On a much happier note, I became aware as I was preaching at our 5 Masses this past weekend - there are a LOT of 20 and 30-somethings here! Young parents with their kids, as well as singles and other young couples. I am moved by that, in a world that touts its no-need-for-religion philosophy. I am humbled as well, because we who lead the liturgies could so easily drive them away. Is it ever nice to know that a significant group of our younger population want to be nurtured in a faith community at prayer. Pray for them, pray for us!

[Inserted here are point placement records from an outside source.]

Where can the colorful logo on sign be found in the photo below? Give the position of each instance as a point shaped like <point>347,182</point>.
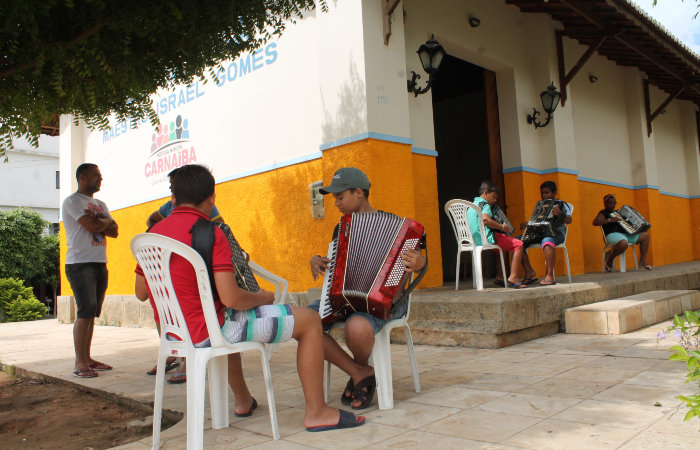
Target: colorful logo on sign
<point>170,148</point>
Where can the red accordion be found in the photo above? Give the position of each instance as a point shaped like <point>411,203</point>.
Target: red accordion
<point>367,273</point>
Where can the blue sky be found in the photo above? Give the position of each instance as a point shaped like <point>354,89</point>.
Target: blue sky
<point>677,17</point>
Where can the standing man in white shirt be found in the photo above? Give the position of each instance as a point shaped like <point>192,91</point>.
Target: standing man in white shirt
<point>88,224</point>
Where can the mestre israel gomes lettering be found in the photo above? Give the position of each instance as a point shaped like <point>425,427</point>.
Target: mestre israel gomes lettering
<point>235,69</point>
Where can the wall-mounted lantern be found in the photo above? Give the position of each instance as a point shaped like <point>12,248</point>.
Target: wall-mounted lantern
<point>431,54</point>
<point>550,101</point>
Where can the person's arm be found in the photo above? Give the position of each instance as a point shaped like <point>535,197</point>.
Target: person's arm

Finally, a note on Ste. Therese of Lisieux. I talked about her in my last posting, and how she inspires with her faith and her devotion to Jesus. No wonder she has the world-wide following she does. Before she died her agonizing death at age 24 (suffocating from the effects of tuberculosis -same disease my Dad got in 1954, and was cured of with the new drugs), she said this:

"My mission - to make God loved - will begin after my death...."  "I will spend my heaven doing good on earth. I will let fall a shower of roses." Roses have been described and experienced as Saint Therese's signature. (Website, Society of the Little Flower)

There are thousands of people who have trusted her a lot longer than I have. I am new to this devotion, and she has come through very large in two circumstances I have prayed for. Not only that, the confirmation of the roses was present in each case.

Here is the thing I have discovered about the roses. You can't go around looking for them or doing something like putting a picture of a rose on your desktop. I have seen lots of roses and pictures of roses, and have had no reaction to them. The ones that are convincing following a prayer or novena, are the ones that you did not expect and did not see coming, but hit you in a way that you know immediately what it is. And on the two occasions I refer to, Therese was very creative. In the first, I was asked to meet a young girl who was ill. Her name was a variation on the word 'rose.' That did not evoke anything in me until I met her and saw that she was a red-head! I knew, and I just smiled. The second was actually in a dream. In the dream I was walking through our kitchen and there was a vase with two roses in it, on our island. I turned and looked at them, and said, 'How did they get here?', and kept walking. When I woke up later, the image was clear as a bell, though I could not remember anything else about the dream.

Both of these came after particular prayers. The whole business is a matter of personal faith, and the Church teaches that my experience imposes no obligation on anyone. Indeed, there are all kinds of alternate explanations, starting with the one of sheer coincidence. I used that one for years. Not any more.